Although the present study did not reveal the molecular mechanism of DBS, our results indicate that the Papez circuit should be considered as a structural underpinning of DBS for AD. The Papez circuit, which contains most of the principal limbic gray and white matter structures, plays a substantial role in emotional and amnestic functions.[132829] It includes, in order of projection, the hippocampus, FX, mammillary body, ANT, cingulate cortex, parahippocampal gyrus, and EC. The EC returns back to the hippocampus via the perforant pathway.[30] High frequency stimulation of the upstream (EC) and downstream (FX) structures of the hippocampus both shown to affect the spatial memory associated with the hippocampus in our study, indicating that DBS may have an impact on the neural network, which is associated with the stimulated structure in both the orthodromic and antidromic directions. A similar dual direction effect has been demonstrated in response to DBS of the subthalamic nucleus and nucleus accumbens.[3132] In the Papez circuit, the EC and FX are directly connected with the hippocampus while the ANT is indirectly connected with the hippocampus via the FX and mammillary body.[29] This difference in neural connectivity may account for the observation that the EC and FX showed more prominent spatial and recognition memory improvements than that of the ANT. Further analysis of the mechanisms, including neurotransmitter alterations,[33] hippocampal neurogenesis,[6812] neural hijacking by resetting theta activity[9] and the modification of acetylcholine release,[20] is required to confirm the hypothesis of a neural connection-dependent effect of DBS in the Papez circuit.

Alzheimer's disease is a common neurodegenerative disease with global implications. The deposition of Aβ peptides in the cortex and hippocampus is one of the pathological hallmarks of AD and impairs the learning and memory most likely by inducing apoptosis and decreasing mitochondrial function.[34] Although the Aβ-peptide injection-induced rat model used in the present study does not fully mimic human AD, it is adequate and widely used to investigate the therapeutic potential of experimental therapies on cognitive function in AD.[1535]

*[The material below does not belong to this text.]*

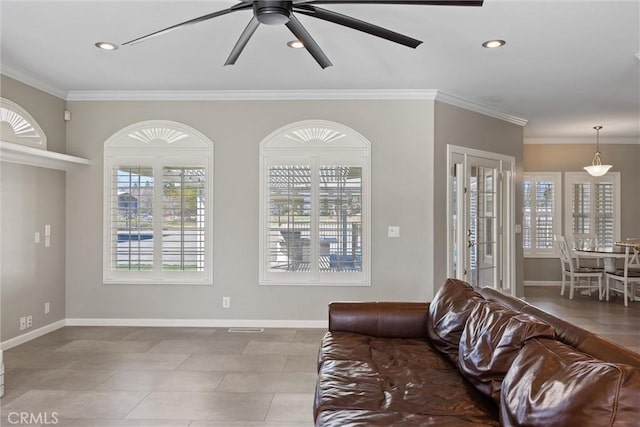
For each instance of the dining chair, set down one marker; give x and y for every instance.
(628, 276)
(575, 273)
(585, 241)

In conclusion, the present study suggested that under the same parameters of high-frequency stimulation, the EC and FX, which directly project to the hippocampus in the Papez circuit, facilitated spatial memory more apparently than did the ANT. Moreover, recognition memory was enhanced by stimulation of the EC and FX. None of the DBS targets presented side-effects of anxiety or locomotor alteration. Our results have provided important clues for applying DBS as a treatment option for AD and other dementia-related disorders, especially EC and FX DBS.